A trailblazer

Published : Sep 17, 2014 12:30 IST

ANGAARAY

ANGAARAY

WHILE it is true that Penguin Books brought out the first English translation of Angaaray this year, it does not mean that the collection of 10 short stories and plays that took the Urdu literary world by storm in the early 1930s has been resurrected only now. As the collection was proscribed in March 1933, soon after its publication, it disappeared from public view and remained so for nearly 60 years.

In 1991, Prashant Kumar, a journalist-turned-publisher in Lucknow, got the entire collection transliterated into the Devnagari script and published it as the first issue of his journal, Samkaleen Dastavez . The reissue made the Hindi and Urdu literary world sit up and take note of this truly trailblazing book.

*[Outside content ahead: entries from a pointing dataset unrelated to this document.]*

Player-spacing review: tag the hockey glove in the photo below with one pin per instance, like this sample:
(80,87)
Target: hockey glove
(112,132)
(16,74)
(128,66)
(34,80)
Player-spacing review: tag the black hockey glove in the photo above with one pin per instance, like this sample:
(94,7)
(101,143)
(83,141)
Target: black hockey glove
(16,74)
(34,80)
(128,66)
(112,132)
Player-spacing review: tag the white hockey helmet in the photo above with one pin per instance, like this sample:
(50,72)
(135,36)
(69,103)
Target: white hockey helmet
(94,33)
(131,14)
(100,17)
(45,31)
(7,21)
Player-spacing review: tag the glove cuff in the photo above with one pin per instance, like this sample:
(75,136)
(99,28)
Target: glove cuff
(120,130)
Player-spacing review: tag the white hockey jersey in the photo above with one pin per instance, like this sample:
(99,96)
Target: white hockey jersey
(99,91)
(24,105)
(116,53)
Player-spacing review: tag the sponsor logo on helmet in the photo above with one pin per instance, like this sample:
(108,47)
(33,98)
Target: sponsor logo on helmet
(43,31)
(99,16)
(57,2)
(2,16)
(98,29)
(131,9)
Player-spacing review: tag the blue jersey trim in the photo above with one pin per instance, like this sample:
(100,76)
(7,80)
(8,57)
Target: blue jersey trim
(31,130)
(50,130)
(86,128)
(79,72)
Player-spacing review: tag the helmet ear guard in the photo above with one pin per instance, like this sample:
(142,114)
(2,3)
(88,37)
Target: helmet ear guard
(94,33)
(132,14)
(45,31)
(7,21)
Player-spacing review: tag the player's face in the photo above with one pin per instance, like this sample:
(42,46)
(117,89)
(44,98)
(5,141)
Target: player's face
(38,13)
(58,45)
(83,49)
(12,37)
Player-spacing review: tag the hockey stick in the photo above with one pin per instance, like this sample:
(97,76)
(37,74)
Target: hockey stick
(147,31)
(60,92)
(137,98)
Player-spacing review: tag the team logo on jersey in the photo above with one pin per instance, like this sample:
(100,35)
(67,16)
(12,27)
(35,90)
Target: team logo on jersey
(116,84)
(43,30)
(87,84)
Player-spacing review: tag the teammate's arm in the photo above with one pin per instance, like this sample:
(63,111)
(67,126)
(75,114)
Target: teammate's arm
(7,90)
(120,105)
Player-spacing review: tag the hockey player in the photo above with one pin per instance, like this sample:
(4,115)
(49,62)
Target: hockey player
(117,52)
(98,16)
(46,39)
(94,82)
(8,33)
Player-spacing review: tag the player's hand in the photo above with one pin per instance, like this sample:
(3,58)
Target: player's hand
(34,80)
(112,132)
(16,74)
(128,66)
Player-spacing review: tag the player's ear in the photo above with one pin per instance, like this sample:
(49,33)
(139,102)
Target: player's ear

Angaaray, edited by Sajjad Zaheer, contains five short stories by him, two by Ahmed Ali, a story and a play each by Rashid Jahan, and one short story by Mahmuduzzafar. It was first published in December 1932. Snehal Shingavi, who translated the collection for Penguin, has written a 17-page introduction giving the circumstances under which the book was proscribed.

However, in the very first paragraph, he makes a rather controversial statement that imputes motives to the four contributors. He writes: “Its contributors—Sajjad Zaheer, Ahmed Ali, Rashid Jahan and Mahmuduzzafar—had, of course, intentionally penned it as a provocation against religious and social orthodoxies among north Indian Muslims as well as literary conventions pervasive in Urdu letters” (emphasis added).

A lot of research has been done on progressive writing in Urdu— Angaaray is universally accepted as the precursor of the progressive writers’ movement—but nobody has so far suggested that the writers had a motive to provoke people and act, as it were, as agents provocateurs to foment trouble.

The writers did blaze a trail in modern and unconventional writing as they viewed literature as a form of social criticism. In any case, the country was in the grip of a strong anti-colonial national movement and freedom was in the air. Freedom from social, cultural and literary orthodoxies as well as fossilised traditions was naturally the goal of young, forward-looking writers.

Whether the writers intended it or not, Angaaray did create a storm and attracted strong criticism from religious leaders and traditionalists who viewed it as an insult to Islam and Muslim sensibilities. Shingavi mentions in the introduction that it was variously called “filthy”, “piety destroying”, and “a bold and shameless display of every kind of foul language”.

Newspapers wrote editorials against it and the matter was discussed even in the State legislature of the United Provinces. Funds were collected to fight court cases against the authors though, as Shingavi mentions, none was instituted against them. Muslim circles were particularly incensed because one of the writers happened to be a young woman, Rashid Jahan. She was “routinely singled out for censure and threatened with an acid attack on her face if she were ever seen in public”. How little the world has changed in the past eight decades!

In February 1933, the Central Standing Committee of the All-India Shia Conference demanded that the British government immediately ban the book, and the very next month it was banned.

Offering a detailed account of the way Angaaray was proscribed, Rakhshanda Jalil informs readers in her voluminous study Liking Progress, Loving Change: A Literary History of the Progressive Writers’ Movement in Urdu thatMalik Ali Javed, owner of the Nizami Press in Lucknow, had agreed to surrender all the unsold copies of the book after the police raided his premises. Only five copies survived the raid.

Of them, three were placed in the custody of the Keeper of Records in Delhi (now the National Archives of India) and the remaining two were sent to London where they were kept in the British Library’s Oriental and India Office Collections. Shingavi expresses his gratitude to the efforts of two scholars —Shabana Mahmud in London and Khalid Alavi in Delhi—who tracked the two remaining copies and published them in 1988 and 1995 respectively.

The introduction is followed by a useful section, The Angaaray Collective, wherein Shingavi has offered detailed information about the four contributors. While Sajjad Zaheer is known to every student of literature, the other three are virtually unknown nowadays, and these pen portraits will prove to be quite helpful to the readers. Shingavi has done a competent job of rendering Angaaray into English and the translation reads well. As is common knowledge, these short stories and plays have nothing but historical value for us. Even Sajjad Zaheer did not think much of them as specimens of good literary writing.